Pay-TV customers who ¨stack¨ a streaming video service on top of their traditional cable or satellite subscriptions are more satisfied overall, according to new market research from J.D. Power. While cord stackers were the most satisfied, overall satisfaction was lowest among ¨cord cutters.¨
The inaugural study measures six criteria to determine overall satisfaction among those who have used a subscription pay-TV or transaction-based streaming video service within the past six months.
The number of Americans who have cut the cord on their traditional pay-TV services continues to grow, but the majority of OTT subscribers still subscribe to a traditional service in addition to an OTT video streaming service.
Sixty percent of streaming services customers are “cord stackers,¨ according to J.D. Power. Another 23 percent are ¨cord shavers¨ who have downgraded their pay-TV subscriptions while 13 percent are outright ¨cord cutters.” Another four percent have never subscribed to a pay-TV service and subscribe to a streaming service, J.D. Power highlights in a news release.

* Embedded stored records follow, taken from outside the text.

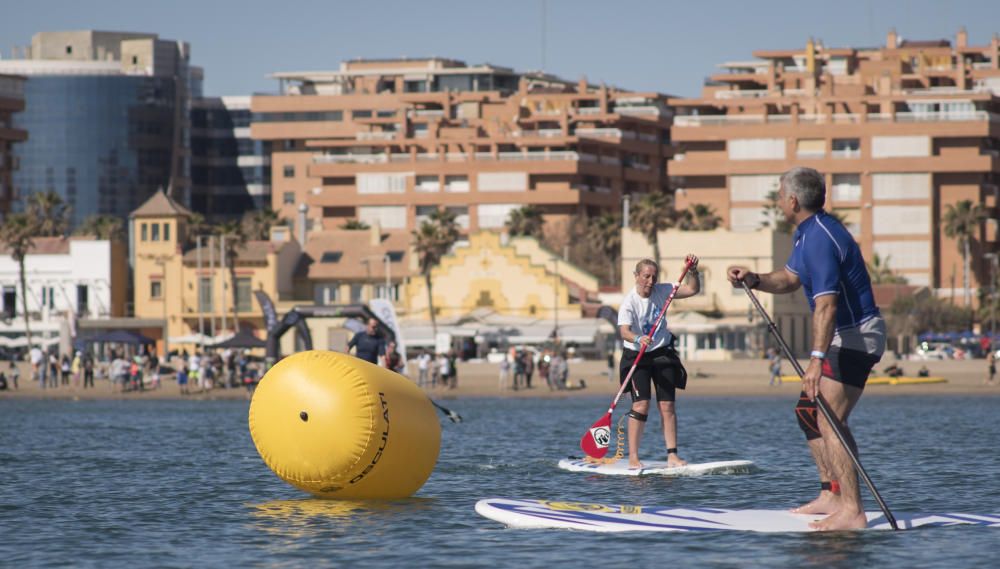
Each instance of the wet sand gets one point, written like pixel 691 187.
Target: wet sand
pixel 743 378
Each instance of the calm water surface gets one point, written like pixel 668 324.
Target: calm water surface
pixel 180 484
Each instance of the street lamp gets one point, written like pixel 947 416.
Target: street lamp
pixel 555 299
pixel 994 261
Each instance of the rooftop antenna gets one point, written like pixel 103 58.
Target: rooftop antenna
pixel 544 5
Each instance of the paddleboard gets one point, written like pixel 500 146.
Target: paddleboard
pixel 620 467
pixel 883 380
pixel 544 514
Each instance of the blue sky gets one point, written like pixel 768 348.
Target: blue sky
pixel 666 46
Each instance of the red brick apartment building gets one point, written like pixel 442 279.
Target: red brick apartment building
pixel 11 101
pixel 388 141
pixel 901 133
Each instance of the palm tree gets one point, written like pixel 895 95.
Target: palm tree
pixel 16 233
pixel 651 214
pixel 354 224
pixel 881 273
pixel 50 213
pixel 103 227
pixel 604 233
pixel 525 220
pixel 257 224
pixel 699 217
pixel 961 222
pixel 431 241
pixel 234 239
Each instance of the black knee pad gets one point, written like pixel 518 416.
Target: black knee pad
pixel 638 416
pixel 805 412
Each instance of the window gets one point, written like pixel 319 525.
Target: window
pixel 82 299
pixel 9 302
pixel 810 148
pixel 846 148
pixel 326 293
pixel 244 294
pixel 205 294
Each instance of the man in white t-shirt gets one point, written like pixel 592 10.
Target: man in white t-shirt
pixel 660 364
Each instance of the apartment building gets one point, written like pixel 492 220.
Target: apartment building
pixel 230 172
pixel 389 141
pixel 11 101
pixel 107 115
pixel 902 133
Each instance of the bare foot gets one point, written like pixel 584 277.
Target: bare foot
pixel 842 520
pixel 674 461
pixel 826 503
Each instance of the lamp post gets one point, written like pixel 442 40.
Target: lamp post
pixel 555 299
pixel 994 261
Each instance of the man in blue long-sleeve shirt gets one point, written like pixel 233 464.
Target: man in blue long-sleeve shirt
pixel 368 345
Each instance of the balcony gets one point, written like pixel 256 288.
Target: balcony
pixel 375 135
pixel 742 94
pixel 641 111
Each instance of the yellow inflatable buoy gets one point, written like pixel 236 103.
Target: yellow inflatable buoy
pixel 339 427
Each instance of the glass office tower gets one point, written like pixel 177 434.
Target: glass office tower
pixel 105 143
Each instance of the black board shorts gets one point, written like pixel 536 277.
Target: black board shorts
pixel 661 368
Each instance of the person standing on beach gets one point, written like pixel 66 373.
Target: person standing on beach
pixel 848 337
pixel 660 365
pixel 991 367
pixel 368 344
pixel 774 366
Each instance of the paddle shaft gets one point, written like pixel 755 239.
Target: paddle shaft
pixel 821 404
pixel 642 349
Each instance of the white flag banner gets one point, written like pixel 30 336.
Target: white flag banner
pixel 385 312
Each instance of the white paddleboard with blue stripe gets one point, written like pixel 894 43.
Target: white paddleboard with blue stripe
pixel 620 467
pixel 546 514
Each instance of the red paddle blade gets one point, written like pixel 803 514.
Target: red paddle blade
pixel 596 440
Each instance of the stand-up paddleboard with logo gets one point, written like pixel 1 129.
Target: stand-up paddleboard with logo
pixel 620 467
pixel 544 514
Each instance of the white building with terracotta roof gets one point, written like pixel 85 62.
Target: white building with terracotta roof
pixel 68 279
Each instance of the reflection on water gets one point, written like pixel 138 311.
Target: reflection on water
pixel 302 517
pixel 180 484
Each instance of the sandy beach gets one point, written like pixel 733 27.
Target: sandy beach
pixel 743 378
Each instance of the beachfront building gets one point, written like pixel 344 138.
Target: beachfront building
pixel 189 283
pixel 495 292
pixel 719 323
pixel 389 141
pixel 11 101
pixel 902 132
pixel 107 116
pixel 230 172
pixel 72 283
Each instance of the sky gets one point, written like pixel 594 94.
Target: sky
pixel 642 45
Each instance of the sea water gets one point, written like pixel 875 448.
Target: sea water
pixel 180 484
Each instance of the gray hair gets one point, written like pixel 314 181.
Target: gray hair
pixel 649 262
pixel 808 187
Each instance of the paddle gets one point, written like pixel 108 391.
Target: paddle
pixel 821 404
pixel 452 416
pixel 596 440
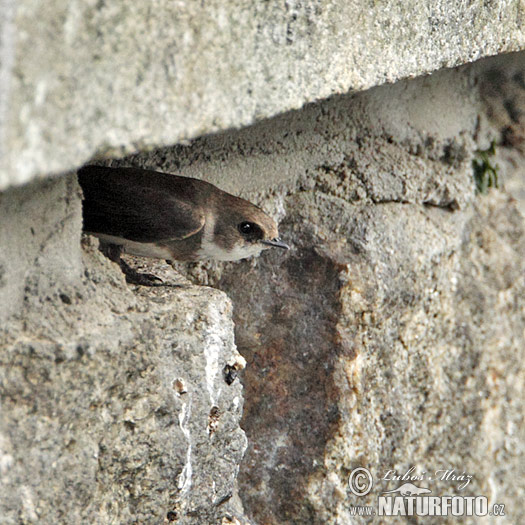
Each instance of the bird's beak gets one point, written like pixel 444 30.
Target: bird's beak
pixel 277 243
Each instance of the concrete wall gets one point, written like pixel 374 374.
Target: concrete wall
pixel 79 79
pixel 390 336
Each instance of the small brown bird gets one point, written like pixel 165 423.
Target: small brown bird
pixel 166 216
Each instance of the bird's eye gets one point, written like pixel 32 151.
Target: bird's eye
pixel 246 228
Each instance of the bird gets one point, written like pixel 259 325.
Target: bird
pixel 165 216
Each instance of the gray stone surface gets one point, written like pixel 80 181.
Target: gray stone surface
pixel 392 335
pixel 79 79
pixel 114 403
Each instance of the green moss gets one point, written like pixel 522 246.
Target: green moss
pixel 485 172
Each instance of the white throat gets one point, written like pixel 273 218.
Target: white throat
pixel 210 250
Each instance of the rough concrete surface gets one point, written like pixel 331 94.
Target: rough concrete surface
pixel 79 79
pixel 392 334
pixel 114 402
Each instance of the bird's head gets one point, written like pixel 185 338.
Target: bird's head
pixel 238 230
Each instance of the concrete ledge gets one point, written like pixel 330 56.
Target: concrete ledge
pixel 84 78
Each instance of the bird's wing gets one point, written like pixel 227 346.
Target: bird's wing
pixel 139 205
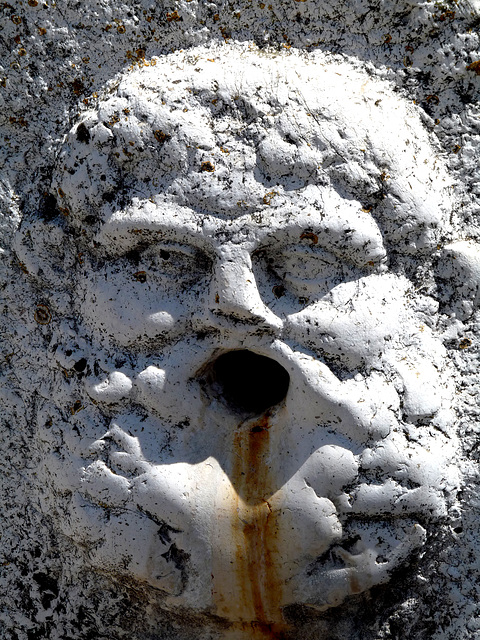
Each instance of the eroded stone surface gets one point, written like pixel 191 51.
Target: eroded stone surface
pixel 224 202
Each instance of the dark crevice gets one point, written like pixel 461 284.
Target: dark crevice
pixel 247 382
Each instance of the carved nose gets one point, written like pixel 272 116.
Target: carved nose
pixel 234 294
pixel 247 382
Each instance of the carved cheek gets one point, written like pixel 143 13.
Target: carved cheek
pixel 351 336
pixel 128 310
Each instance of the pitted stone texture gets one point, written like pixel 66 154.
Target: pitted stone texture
pixel 223 201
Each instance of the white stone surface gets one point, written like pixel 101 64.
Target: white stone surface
pixel 226 200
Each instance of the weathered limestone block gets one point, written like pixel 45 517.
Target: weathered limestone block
pixel 247 408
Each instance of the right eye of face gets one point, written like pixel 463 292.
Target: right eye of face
pixel 166 265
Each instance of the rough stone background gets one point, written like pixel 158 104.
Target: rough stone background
pixel 55 57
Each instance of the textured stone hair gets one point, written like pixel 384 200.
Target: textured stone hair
pixel 309 120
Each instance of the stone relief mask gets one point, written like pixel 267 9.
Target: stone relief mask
pixel 251 409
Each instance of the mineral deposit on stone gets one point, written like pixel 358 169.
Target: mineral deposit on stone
pixel 247 407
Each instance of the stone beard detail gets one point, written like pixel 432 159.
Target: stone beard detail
pixel 250 409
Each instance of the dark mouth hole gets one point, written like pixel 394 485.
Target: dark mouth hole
pixel 247 382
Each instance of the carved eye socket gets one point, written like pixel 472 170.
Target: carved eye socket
pixel 165 264
pixel 304 269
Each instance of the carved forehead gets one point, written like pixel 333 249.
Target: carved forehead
pixel 212 128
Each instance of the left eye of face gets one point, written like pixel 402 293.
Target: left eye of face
pixel 307 269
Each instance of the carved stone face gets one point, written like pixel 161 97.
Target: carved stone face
pixel 264 416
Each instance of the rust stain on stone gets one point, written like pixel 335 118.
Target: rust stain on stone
pixel 254 532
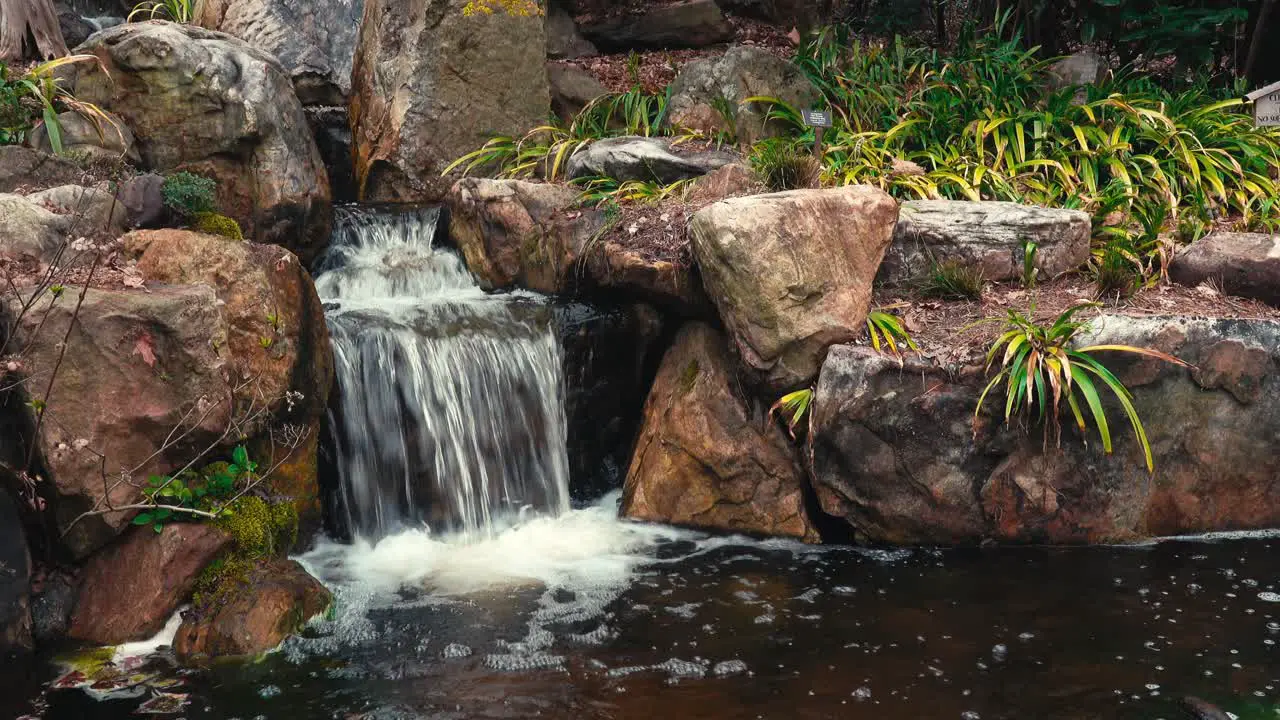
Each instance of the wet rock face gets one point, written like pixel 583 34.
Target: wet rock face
pixel 14 580
pixel 791 273
pixel 274 601
pixel 1244 264
pixel 990 236
pixel 208 103
pixel 432 85
pixel 129 589
pixel 608 351
pixel 314 41
pixel 705 456
pixel 895 451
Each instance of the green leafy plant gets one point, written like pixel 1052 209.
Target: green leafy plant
pixel 792 408
pixel 784 164
pixel 887 331
pixel 196 495
pixel 176 10
pixel 190 195
pixel 952 279
pixel 1040 369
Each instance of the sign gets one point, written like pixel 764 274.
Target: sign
pixel 816 118
pixel 1266 105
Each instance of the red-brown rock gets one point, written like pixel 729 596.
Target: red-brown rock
pixel 129 589
pixel 705 458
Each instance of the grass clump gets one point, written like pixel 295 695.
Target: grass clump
pixel 784 164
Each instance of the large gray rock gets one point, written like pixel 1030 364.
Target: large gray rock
pixel 432 83
pixel 208 103
pixel 86 209
pixel 791 273
pixel 988 236
pixel 686 23
pixel 648 159
pixel 14 580
pixel 314 40
pixel 31 232
pixel 708 459
pixel 707 89
pixel 896 452
pixel 31 169
pixel 1246 264
pixel 563 41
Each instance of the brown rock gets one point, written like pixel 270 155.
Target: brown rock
pixel 131 588
pixel 705 459
pixel 432 83
pixel 273 602
pixel 791 273
pixel 895 451
pixel 520 233
pixel 208 103
pixel 1246 264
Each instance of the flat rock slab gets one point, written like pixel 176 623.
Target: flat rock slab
pixel 644 159
pixel 991 236
pixel 1246 264
pixel 791 273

The market research specialist highlights the following results:
- Satisfaction Lowest among Cord Cutters: Overall satisfaction is lowest among cord cutters (802), followed closely by cord nevers (807), while satisfaction is highest among cord stackers (826) and cord shavers (822). Satisfaction in all measures is lower among customers who do not have cable/satellite TV than among those who do, with an especially wide gap between the two segments in the content measure (40 points).
- Binge-Watching High: Nearly two-thirds (62%) of customers use a streaming service to binge watch—the act of watching multiple episodes in succession—TV programming. Overall satisfaction is 35 points higher among those who binge watch vs. those who do not (834 vs. 799, respectively). As binge-watching sessions increase in duration, so does overall satisfaction: 823 among those whose most recent session lasted less than four hours; 841 among those whose session lasted 4-8 hours; and 858 among those whose session lasted 8 or more hours.
- Television Remains Primary Viewing Device: Nearly two-thirds (65%) of customers view streaming content through their TV; 55% view content on a laptop/desktop computer; and 48% view content on a mobile device. More than half (56%) of viewers use multiple devices to watch streaming video.
- Original Content Viewership Higher among Streaming-Only Subscribers: More than half (54%) of cord nevers and 49% of cord cutters view original content vs. 43% of cord shavers and 41% of cord stackers.
“The streaming video customer experience appears to be stratifying across the different subscriber segments, with pay TV service still having a major effect on the overall streaming video experience,” commented Kirk Parsons, senior director and technology, media & telecom practice leader at J.D. Power.
Demographics in part explains this effect, Parsons continues. ¨Customers who only stream are younger than those who also have TV. Nearly two-fifths (37%) of customers who only stream are 18-34 years old, compared with 30% of those who also have TV. Notably, 52% of cord nevers are 18-34.
¨Also, streaming-only customers are less likely to use transaction-based streaming services, which perform higher in the content measure.”
Turning to streaming video providers, respondents ranked Netflix the highest with an overall score of 829 on a 1,000-point scale. Netflix lead or tied with the highest score in five of the six metrics and performed particularly well in performance and reliability and in customer service. Hulu Plus followed closely at 821, one point above the industry average. Cost of service and communication were strong points for Hulu Plus.
J.D. Power’s latest research results echo those of ZoneTV CEO Jeff Weber, who spoke at Telecompetitor’s recent broadbandTV event. Pay-TV providers need to embrace OTT in order to adapt to the changing pay-TV landscape, Weber, who once lead AT&T’s U-verse business unit, commented.
“It will evolve and it needs to evolve, but I think the pay-TV industry is going to be around for a long time, it offers a lot of value to consumers,” Weber said in an interview. “But the pay-TV space needs to address what consumers want.”